Le parti Union Démocratique pour la Renaissance de la Guinée (UDRG) a tenu son assemblée générale « restreinte » ce samedi, 27 mars 2021 à son siège à Kipé. Les débats ont essentiellement tourné autour de la nécessité de rouvrir les frontières, notamment avec le Sénégal et la Guinée Bissau, mais aussi sur le sort des victimes du déguerpissement en cours.

Pour Bah Oury, président de l’UDRG, il est de la responsabilité du gouvernement de trouver des mesures d’accompagnement pour les victimes du déguerpissement en cours. « Il faut aménager nos villes de telle sorte que la vie future soit possible.  Parce qu’une ville qui étouffe, c’est une ville qui causera des problèmes et une ville qui causera des problèmes, c’est une ville qui, économiquement et politiquement, ne sera pas susceptible de se développer dans le futur. Donc Conakry par exemple et les autres villes du pays doivent se préparer à être des villes viables dans 20 ou 30 ans. Donc l’aménagement du territoire en anticipant sur le développement démographique, oblige la puissance publique à assumer ses responsabilités. Mais ce n’est pas aussi une occasion de faire en sorte que ceux qui ont épargné pendant des années et des années, voient leurs épargnes détruites en quelques instants, parce que l’Etat n’avait pas assumé ses responsabilités face à cette situation. Et de ce point de vue, lorsque l’Etat en tant que propriétaire assume sa responsabilité de récupérer ses biens, l’Etat en tant que représentant de la population doit veiller à la solidarité, à la cohésion nationale ; doit veiller à faire en sorte que les populations ne vivent pas dans le désarroi et que les gens ne soient pas dans la rue. Donc, il doit préparer des mesures de réparation et de compensation. Ça c’est une question de principe et ça ne devrait pas faire l’objet de discussions… »

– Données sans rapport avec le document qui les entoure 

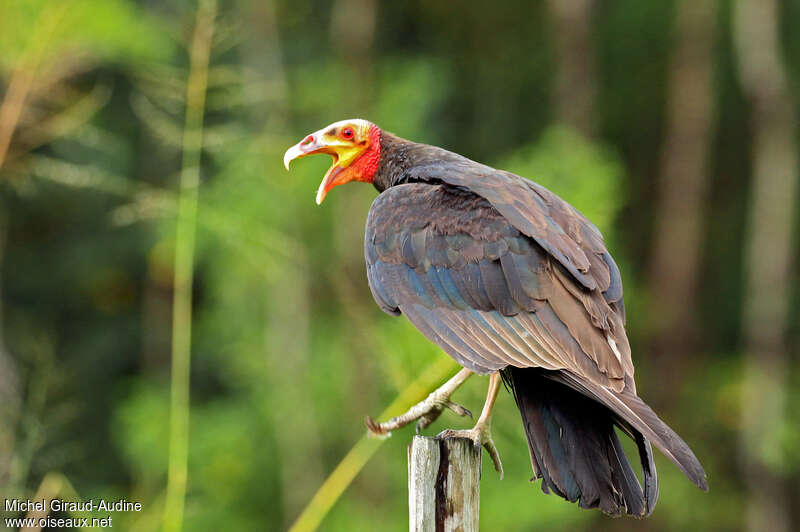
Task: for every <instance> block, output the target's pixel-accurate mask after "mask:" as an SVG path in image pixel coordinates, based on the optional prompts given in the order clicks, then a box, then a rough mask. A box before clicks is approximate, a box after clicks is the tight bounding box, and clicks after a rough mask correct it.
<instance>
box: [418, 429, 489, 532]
mask: <svg viewBox="0 0 800 532" xmlns="http://www.w3.org/2000/svg"><path fill="white" fill-rule="evenodd" d="M480 496H481V452H480V450H478V451H476V450H475V448H474V447H473V445H472V441H470V440H468V439H466V438H447V439H442V440H437V439H435V438H427V437H424V436H414V439H413V440H412V441H411V445H409V447H408V520H409V523H408V529H409V530H410V531H411V532H440V531H444V532H449V531H455V530H458V531H463V532H477V530H478V517H479V515H480Z"/></svg>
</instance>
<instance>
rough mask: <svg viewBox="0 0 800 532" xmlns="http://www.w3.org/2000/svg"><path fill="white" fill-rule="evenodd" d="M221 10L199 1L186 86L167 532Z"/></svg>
mask: <svg viewBox="0 0 800 532" xmlns="http://www.w3.org/2000/svg"><path fill="white" fill-rule="evenodd" d="M216 12H217V5H216V0H200V4H199V6H198V9H197V21H196V24H195V29H194V36H193V38H192V45H191V49H190V66H189V81H188V83H187V87H186V122H185V125H184V131H183V161H182V165H181V180H180V195H179V199H178V220H177V230H176V236H175V272H174V301H173V309H172V378H171V389H170V394H171V395H170V435H169V469H168V477H167V497H166V502H165V505H164V521H163V524H164V530H165V531H167V532H172V531H175V532H177V531H179V530H181V529H182V528H183V511H184V502H185V498H186V481H187V477H188V455H189V370H190V361H191V346H192V282H193V279H194V250H195V232H196V222H197V197H198V196H197V193H198V186H199V184H200V157H201V153H202V137H203V110H204V107H205V98H206V88H207V86H208V62H209V57H210V55H211V40H212V37H213V34H214V19H215V18H216Z"/></svg>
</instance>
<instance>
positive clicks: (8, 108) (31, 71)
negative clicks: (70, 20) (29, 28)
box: [0, 2, 69, 167]
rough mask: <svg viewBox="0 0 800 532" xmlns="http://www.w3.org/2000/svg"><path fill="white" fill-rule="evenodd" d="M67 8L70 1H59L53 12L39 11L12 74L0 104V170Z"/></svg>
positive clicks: (50, 11) (49, 11)
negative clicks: (29, 35)
mask: <svg viewBox="0 0 800 532" xmlns="http://www.w3.org/2000/svg"><path fill="white" fill-rule="evenodd" d="M68 7H69V2H62V3H61V4H60V5H58V6H57V7H56V8H55V9H47V10H45V11H43V12H42V14H41V15H40V17H39V20H38V23H37V24H36V28H37V31H36V32H35V33H34V35H33V36H32V38H31V40H30V43H29V44H28V48H27V50H25V54H24V55H23V57H22V58H21V59H20V62H19V65H18V66H17V68H16V69H15V70H14V73H13V74H12V75H11V80H10V81H9V83H8V88H7V90H6V94H5V97H4V98H3V103H2V104H0V167H2V166H3V162H4V161H5V158H6V154H7V153H8V148H9V146H10V145H11V138H12V137H13V136H14V130H16V129H17V123H18V122H19V118H20V116H22V110H23V109H24V107H25V100H26V98H27V97H28V93H29V92H30V90H31V86H32V85H33V80H34V77H35V74H36V70H37V68H38V67H39V64H40V63H41V62H42V58H43V57H44V52H45V50H46V49H47V45H48V43H49V42H50V38H51V37H52V35H53V33H54V32H55V31H56V29H57V28H58V25H59V23H60V22H61V20H62V19H63V17H64V14H65V13H66V12H67V8H68Z"/></svg>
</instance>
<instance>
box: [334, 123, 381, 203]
mask: <svg viewBox="0 0 800 532" xmlns="http://www.w3.org/2000/svg"><path fill="white" fill-rule="evenodd" d="M340 135H341V133H340ZM342 138H344V139H345V140H349V138H348V137H345V136H343V135H342ZM380 160H381V130H380V128H379V127H378V126H376V125H375V124H372V125H370V128H369V147H368V148H367V149H366V150H365V151H364V153H362V154H361V155H360V156H359V157H358V159H356V160H355V161H353V163H352V164H351V165H350V166H348V167H347V168H335V169H334V172H335V174H334V175H332V176H331V179H330V180H329V182H328V183H327V184H326V185H325V191H324V193H325V194H327V193H328V191H330V189H332V188H333V187H337V186H339V185H344V184H345V183H349V182H351V181H360V182H362V183H372V181H373V179H374V178H375V173H376V172H377V171H378V165H379V164H380Z"/></svg>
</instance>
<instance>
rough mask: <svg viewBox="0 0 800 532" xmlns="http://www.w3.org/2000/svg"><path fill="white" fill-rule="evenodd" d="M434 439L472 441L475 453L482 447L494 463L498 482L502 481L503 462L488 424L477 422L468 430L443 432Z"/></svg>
mask: <svg viewBox="0 0 800 532" xmlns="http://www.w3.org/2000/svg"><path fill="white" fill-rule="evenodd" d="M436 438H437V439H440V440H441V439H445V438H467V439H468V440H472V443H473V445H474V446H475V450H476V451H480V450H481V447H484V448H485V449H486V452H487V453H489V457H490V458H491V459H492V462H493V463H494V469H495V471H497V472H498V473H500V480H503V462H501V461H500V453H498V452H497V446H496V445H495V444H494V440H493V439H492V430H491V428H490V427H489V423H484V422H482V421H478V423H476V424H475V426H474V427H473V428H471V429H469V430H452V429H448V430H444V431H442V432H440V433H439V434H438V435H437V436H436Z"/></svg>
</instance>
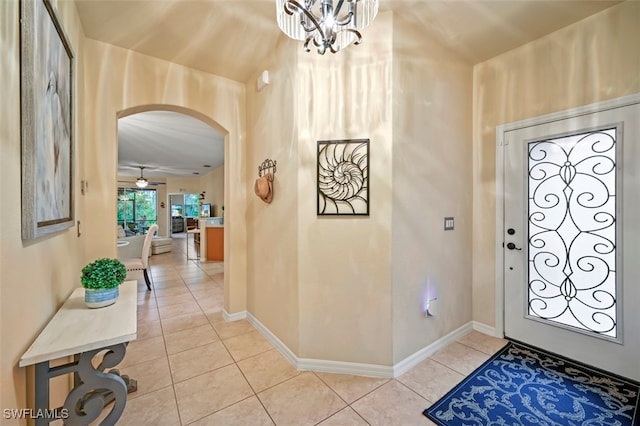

Bah Oury a aussi plaidé pour la réouverture des frontières entre la Guinée et ses voisins, notamment le Sénégal et la Guinée Bissau. « Le gouvernement devrait comprendre qu’en prolongeant la fermeture des frontières, c’est comme si vous avez un coureur qui veut être le premier, mais qui se tire une balle dans au pied. Il va de soi qu’il ne sera pas le premier dans la course. On souffre énormément, on ne compte pas l’aspect concernant les problèmes humanitaires qui sont liés à cela. Seuls ceux qui ont les moyens de voyager par avion peuvent actuellement aller dans ces pays. Donc, l’écrasante majorité de la population, en dehors de ceux qui sont des agents économiques, ne parvient pas à aller de l’autre côté puisqu’officiellement tout est fermé. C’est une question très compliquée et nous espérons qu’avant le Ramadan, le gouvernement va essayer de revoir cette situation pour soulager nos compatriotes. Donc la réouverture des frontières avec les pays limitrophes est fondamentale », a-t-il souligné.